Медовый дождь - Сладков Николай Иванович (электронная книга .txt) 📗
Вдруг на плетёнке зажглись два глаза. Жёлтые. Уставились вниз.
Внизу четыре глаза. Зелёные. Уставились вверх.
Спят куры, подвернув под крылья головы.
Может, какая-нибудь и проснулась от шороха кошачьих когтей по столбам, но как глупой хохлатке разобрать, где звёзды, где костры, где светляки, а где — звериные глаза?

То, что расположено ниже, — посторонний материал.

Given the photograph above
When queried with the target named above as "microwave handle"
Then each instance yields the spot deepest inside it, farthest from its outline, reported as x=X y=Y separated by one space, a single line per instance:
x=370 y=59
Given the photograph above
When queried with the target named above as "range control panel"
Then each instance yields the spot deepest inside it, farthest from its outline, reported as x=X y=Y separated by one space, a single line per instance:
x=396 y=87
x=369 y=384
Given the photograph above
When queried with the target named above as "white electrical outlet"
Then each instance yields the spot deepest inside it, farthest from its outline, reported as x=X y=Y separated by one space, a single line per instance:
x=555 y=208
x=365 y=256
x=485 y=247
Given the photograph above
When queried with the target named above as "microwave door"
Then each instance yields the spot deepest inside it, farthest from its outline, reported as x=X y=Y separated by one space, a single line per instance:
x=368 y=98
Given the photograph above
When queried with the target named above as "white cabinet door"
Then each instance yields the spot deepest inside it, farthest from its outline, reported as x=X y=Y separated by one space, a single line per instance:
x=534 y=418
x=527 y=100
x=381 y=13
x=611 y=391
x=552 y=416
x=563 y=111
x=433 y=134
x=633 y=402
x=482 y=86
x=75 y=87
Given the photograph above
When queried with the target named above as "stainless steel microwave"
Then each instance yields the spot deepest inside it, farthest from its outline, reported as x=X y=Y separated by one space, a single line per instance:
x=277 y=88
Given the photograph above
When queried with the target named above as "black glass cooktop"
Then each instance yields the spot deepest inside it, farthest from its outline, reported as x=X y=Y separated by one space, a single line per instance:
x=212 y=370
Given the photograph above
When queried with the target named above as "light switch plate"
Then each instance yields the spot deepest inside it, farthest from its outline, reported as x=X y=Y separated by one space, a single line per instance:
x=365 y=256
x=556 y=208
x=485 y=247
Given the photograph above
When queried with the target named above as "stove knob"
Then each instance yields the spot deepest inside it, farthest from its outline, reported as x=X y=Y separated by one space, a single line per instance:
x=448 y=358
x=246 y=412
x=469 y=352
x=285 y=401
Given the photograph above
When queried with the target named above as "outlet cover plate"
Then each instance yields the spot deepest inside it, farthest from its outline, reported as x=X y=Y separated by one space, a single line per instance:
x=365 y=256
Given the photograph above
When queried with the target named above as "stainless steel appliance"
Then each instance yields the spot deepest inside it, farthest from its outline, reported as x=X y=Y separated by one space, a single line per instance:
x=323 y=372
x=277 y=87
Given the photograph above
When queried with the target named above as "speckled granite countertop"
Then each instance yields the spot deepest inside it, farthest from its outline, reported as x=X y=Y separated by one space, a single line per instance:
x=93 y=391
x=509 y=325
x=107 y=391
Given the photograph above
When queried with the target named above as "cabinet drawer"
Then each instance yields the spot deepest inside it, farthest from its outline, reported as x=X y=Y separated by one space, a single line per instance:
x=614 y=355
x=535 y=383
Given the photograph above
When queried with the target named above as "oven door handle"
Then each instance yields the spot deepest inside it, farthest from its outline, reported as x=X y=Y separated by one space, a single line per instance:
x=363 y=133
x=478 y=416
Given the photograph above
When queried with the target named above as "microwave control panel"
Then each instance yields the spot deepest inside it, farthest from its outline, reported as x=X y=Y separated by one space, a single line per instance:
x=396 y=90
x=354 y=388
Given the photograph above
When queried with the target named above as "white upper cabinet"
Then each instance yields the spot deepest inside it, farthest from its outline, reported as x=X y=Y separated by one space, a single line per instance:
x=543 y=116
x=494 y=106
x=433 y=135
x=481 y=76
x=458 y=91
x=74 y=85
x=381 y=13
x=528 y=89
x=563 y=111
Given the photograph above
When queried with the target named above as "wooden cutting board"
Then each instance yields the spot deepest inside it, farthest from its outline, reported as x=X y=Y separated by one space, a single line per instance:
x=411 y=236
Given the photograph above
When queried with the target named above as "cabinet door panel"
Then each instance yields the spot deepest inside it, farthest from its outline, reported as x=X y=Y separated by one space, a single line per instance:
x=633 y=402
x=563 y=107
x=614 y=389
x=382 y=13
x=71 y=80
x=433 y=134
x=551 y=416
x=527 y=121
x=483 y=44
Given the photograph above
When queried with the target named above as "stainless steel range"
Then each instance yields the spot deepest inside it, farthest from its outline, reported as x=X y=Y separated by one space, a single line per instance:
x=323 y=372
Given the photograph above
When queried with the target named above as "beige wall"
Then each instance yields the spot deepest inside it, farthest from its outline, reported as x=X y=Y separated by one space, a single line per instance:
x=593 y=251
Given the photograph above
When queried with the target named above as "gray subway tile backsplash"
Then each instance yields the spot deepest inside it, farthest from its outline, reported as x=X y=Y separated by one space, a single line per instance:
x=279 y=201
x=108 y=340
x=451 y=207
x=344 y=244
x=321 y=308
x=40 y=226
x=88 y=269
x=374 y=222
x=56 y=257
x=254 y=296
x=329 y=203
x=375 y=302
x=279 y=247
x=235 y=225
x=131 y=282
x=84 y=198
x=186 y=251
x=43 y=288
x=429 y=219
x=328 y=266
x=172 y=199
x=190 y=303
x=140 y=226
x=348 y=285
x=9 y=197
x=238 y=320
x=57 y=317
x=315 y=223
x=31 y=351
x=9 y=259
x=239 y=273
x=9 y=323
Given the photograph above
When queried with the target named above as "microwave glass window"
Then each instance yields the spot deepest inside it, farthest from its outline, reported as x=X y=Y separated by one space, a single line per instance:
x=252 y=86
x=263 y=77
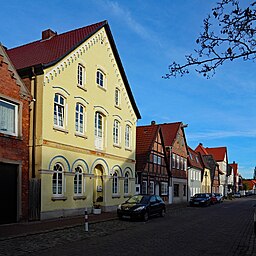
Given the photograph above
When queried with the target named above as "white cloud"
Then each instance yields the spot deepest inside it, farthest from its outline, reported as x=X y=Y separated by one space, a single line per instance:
x=220 y=134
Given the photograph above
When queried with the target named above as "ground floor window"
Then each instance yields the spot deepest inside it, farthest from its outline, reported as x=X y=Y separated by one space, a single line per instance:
x=164 y=188
x=176 y=190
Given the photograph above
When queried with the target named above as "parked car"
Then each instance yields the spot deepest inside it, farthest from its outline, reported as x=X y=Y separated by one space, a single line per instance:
x=213 y=198
x=219 y=197
x=141 y=207
x=237 y=195
x=200 y=199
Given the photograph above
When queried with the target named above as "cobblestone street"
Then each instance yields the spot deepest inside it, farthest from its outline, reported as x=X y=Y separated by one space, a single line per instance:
x=225 y=229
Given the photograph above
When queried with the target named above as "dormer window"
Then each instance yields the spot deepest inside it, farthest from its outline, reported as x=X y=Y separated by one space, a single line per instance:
x=100 y=78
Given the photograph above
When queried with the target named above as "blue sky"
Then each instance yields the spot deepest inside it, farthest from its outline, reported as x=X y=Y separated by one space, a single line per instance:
x=150 y=35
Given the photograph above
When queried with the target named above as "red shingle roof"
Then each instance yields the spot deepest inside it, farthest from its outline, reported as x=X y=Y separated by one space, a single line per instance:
x=145 y=136
x=50 y=50
x=218 y=153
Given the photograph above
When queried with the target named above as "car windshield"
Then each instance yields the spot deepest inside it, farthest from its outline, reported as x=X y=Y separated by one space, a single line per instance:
x=200 y=195
x=139 y=199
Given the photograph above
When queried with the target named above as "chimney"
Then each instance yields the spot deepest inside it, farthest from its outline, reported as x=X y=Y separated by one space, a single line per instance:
x=47 y=34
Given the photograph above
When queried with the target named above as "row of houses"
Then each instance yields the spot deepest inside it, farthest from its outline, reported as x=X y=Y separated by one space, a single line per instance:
x=69 y=137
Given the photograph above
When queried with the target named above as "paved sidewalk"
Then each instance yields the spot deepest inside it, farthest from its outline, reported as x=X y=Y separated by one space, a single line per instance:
x=8 y=231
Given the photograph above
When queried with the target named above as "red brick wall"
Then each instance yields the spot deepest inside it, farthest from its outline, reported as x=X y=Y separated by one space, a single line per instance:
x=16 y=148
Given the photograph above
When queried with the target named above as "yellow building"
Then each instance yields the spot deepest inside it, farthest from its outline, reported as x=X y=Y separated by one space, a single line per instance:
x=83 y=130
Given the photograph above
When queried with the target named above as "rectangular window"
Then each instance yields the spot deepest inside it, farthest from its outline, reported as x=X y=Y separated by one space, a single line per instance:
x=164 y=188
x=144 y=187
x=152 y=188
x=79 y=122
x=176 y=190
x=8 y=118
x=80 y=75
x=127 y=136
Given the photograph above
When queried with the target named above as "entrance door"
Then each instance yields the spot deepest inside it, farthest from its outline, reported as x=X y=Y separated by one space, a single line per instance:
x=8 y=193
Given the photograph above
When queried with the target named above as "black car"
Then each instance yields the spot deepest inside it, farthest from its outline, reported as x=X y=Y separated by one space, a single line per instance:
x=200 y=199
x=141 y=207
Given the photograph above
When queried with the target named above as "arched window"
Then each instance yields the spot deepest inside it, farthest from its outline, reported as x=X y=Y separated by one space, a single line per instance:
x=57 y=180
x=126 y=183
x=99 y=130
x=100 y=78
x=59 y=110
x=78 y=181
x=79 y=122
x=115 y=183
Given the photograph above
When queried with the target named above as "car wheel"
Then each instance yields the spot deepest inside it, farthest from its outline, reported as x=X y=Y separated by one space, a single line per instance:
x=145 y=216
x=162 y=212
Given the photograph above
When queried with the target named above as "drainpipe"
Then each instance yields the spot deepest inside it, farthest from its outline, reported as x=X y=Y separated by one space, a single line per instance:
x=34 y=125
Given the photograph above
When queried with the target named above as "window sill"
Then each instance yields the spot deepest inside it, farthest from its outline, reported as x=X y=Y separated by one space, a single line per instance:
x=115 y=196
x=79 y=197
x=102 y=88
x=118 y=107
x=81 y=135
x=117 y=146
x=59 y=198
x=60 y=129
x=81 y=87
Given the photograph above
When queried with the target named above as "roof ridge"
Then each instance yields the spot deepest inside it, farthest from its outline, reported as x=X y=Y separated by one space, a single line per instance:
x=104 y=22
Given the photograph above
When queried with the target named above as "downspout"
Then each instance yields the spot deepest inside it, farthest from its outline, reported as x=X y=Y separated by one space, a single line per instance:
x=34 y=124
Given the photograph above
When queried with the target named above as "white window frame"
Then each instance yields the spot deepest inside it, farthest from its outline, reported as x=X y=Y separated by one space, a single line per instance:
x=7 y=120
x=152 y=188
x=99 y=130
x=144 y=188
x=100 y=78
x=116 y=132
x=164 y=188
x=126 y=183
x=78 y=181
x=59 y=110
x=80 y=75
x=115 y=184
x=58 y=180
x=128 y=136
x=80 y=118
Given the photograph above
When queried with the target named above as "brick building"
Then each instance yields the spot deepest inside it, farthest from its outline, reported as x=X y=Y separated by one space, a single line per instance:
x=14 y=138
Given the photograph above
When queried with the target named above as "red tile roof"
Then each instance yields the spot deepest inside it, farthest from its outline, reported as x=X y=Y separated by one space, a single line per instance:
x=145 y=136
x=51 y=50
x=218 y=153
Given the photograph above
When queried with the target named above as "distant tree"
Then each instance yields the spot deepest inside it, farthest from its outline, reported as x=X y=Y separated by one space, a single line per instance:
x=229 y=33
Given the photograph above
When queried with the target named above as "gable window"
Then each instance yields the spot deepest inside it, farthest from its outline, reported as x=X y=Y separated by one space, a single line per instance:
x=8 y=118
x=152 y=188
x=127 y=136
x=126 y=183
x=78 y=181
x=98 y=130
x=57 y=180
x=164 y=188
x=115 y=183
x=116 y=132
x=59 y=104
x=100 y=78
x=79 y=122
x=80 y=75
x=117 y=97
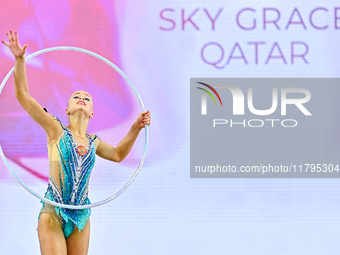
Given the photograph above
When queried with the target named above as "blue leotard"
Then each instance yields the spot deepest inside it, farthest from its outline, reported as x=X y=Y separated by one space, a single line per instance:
x=69 y=179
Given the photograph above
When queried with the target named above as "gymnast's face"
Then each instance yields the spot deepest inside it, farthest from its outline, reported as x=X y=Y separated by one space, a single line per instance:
x=80 y=101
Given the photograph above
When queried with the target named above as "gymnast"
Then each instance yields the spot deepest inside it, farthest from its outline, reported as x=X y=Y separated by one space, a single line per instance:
x=71 y=153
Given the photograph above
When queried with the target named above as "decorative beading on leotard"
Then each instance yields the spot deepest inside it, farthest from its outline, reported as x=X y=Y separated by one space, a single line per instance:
x=74 y=172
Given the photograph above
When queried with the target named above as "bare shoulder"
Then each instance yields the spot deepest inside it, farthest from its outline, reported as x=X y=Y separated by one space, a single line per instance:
x=96 y=139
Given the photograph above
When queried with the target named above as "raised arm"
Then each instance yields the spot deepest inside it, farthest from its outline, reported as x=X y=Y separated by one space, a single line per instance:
x=21 y=87
x=117 y=154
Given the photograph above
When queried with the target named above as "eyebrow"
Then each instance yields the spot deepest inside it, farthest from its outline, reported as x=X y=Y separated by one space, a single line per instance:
x=79 y=93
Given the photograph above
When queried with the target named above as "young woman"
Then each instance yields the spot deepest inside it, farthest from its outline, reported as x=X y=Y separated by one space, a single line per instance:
x=71 y=153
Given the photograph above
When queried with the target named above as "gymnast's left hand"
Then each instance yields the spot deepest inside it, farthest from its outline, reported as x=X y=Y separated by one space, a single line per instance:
x=144 y=118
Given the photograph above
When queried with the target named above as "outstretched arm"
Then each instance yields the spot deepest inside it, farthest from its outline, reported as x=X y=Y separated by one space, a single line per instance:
x=21 y=86
x=119 y=153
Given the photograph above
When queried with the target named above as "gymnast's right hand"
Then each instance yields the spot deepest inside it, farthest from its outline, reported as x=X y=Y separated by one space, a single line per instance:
x=14 y=45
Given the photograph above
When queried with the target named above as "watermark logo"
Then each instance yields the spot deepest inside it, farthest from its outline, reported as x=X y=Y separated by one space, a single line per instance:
x=204 y=97
x=238 y=100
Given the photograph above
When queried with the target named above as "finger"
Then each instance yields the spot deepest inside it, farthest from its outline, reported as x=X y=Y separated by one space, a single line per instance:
x=12 y=37
x=16 y=37
x=5 y=43
x=8 y=37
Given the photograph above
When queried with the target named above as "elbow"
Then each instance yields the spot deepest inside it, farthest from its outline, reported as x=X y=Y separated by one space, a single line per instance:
x=118 y=158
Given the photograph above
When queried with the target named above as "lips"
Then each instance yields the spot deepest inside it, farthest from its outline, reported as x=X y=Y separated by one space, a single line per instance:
x=81 y=102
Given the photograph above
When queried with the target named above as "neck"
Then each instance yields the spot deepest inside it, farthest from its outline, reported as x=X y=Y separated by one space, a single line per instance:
x=78 y=124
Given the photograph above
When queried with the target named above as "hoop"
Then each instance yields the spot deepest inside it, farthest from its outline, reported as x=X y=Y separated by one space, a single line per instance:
x=146 y=132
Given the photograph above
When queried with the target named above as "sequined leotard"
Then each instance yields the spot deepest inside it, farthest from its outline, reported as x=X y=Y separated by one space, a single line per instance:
x=68 y=180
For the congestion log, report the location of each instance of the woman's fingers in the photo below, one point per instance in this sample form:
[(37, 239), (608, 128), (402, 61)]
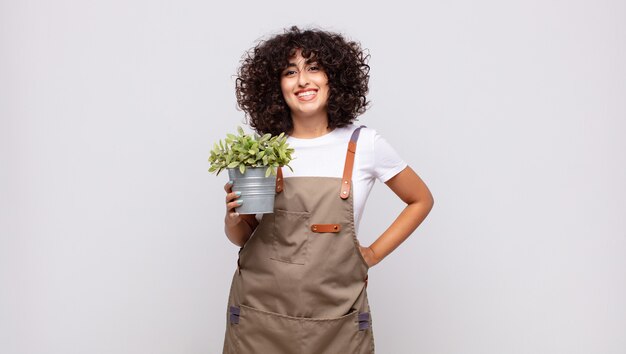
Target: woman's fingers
[(231, 203)]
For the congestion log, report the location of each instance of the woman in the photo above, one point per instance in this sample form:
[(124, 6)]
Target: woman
[(300, 284)]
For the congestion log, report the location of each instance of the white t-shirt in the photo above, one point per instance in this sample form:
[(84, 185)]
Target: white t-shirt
[(325, 156)]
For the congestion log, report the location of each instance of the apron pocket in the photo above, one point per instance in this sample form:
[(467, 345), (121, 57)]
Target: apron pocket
[(290, 236), (261, 331)]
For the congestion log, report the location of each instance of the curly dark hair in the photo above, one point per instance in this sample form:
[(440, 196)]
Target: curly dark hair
[(258, 87)]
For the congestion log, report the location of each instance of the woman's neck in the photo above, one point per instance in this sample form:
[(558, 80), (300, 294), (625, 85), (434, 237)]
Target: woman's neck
[(309, 127)]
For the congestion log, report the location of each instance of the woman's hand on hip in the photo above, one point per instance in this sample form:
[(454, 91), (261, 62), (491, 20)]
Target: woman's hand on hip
[(369, 256)]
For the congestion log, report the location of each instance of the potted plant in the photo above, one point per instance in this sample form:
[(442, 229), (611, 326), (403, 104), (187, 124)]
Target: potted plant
[(252, 162)]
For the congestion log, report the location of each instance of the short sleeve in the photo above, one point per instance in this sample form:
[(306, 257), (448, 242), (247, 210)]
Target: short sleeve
[(387, 162)]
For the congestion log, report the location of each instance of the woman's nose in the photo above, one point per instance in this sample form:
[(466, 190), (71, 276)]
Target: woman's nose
[(303, 79)]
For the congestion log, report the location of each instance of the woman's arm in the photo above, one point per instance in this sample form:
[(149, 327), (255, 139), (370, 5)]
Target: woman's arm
[(413, 191)]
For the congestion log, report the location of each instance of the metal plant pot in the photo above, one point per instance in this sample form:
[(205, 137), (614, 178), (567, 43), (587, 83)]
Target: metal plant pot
[(257, 191)]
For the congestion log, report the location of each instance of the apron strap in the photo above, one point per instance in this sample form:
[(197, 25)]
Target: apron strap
[(279, 180), (346, 181)]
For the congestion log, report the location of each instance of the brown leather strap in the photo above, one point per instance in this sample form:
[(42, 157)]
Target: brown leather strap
[(326, 227), (346, 181), (279, 180)]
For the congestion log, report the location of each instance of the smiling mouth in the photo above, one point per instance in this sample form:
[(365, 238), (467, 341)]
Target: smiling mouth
[(307, 95)]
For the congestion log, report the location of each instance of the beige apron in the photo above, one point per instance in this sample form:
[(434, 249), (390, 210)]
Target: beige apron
[(300, 283)]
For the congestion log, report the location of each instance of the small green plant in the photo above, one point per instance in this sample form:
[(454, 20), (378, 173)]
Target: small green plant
[(247, 150)]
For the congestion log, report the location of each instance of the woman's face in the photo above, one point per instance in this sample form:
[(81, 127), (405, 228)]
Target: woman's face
[(305, 86)]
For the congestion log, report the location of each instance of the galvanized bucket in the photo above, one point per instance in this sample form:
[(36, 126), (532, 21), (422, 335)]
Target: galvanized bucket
[(257, 191)]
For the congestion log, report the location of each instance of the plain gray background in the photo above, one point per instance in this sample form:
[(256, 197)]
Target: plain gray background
[(511, 111)]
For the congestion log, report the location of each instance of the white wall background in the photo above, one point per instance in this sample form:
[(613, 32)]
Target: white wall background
[(512, 112)]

Я хотел крикнуть, прогнать зверей.
Но опоздал.
Кот уже скользнул в плетёнку. Хлопанье крыльев и отчаянный крик кур заглушили мой голос.
Спасаясь от страшного лесного кота, хохлатки с оглушительным кудахтаньем слетели на землю — прямо шакалам в зубы!
Ночь всполошилась. Захлопали двери. Перекликались встревоженные голоса. Орали куры. Трещал в кустах дрозд.
Но кот был давно в лесу. А шакалы под горой у чёрных кустов рвали добычу. Зелёные глаза их метались, как летучие светляки.
Темно в ущелье, клыки скал чуть видны на чёрном небе. На одном клыке дрожит звёздочка — как далёкий свет маяка.
Всё расплылось во мраке. Но вот раскрылись ночные цветы, забелели из темноты. Белизна их особая, цветы словно светятся. Светятся и благоухают. Струи пряных запахов текут от цветов. А для кого?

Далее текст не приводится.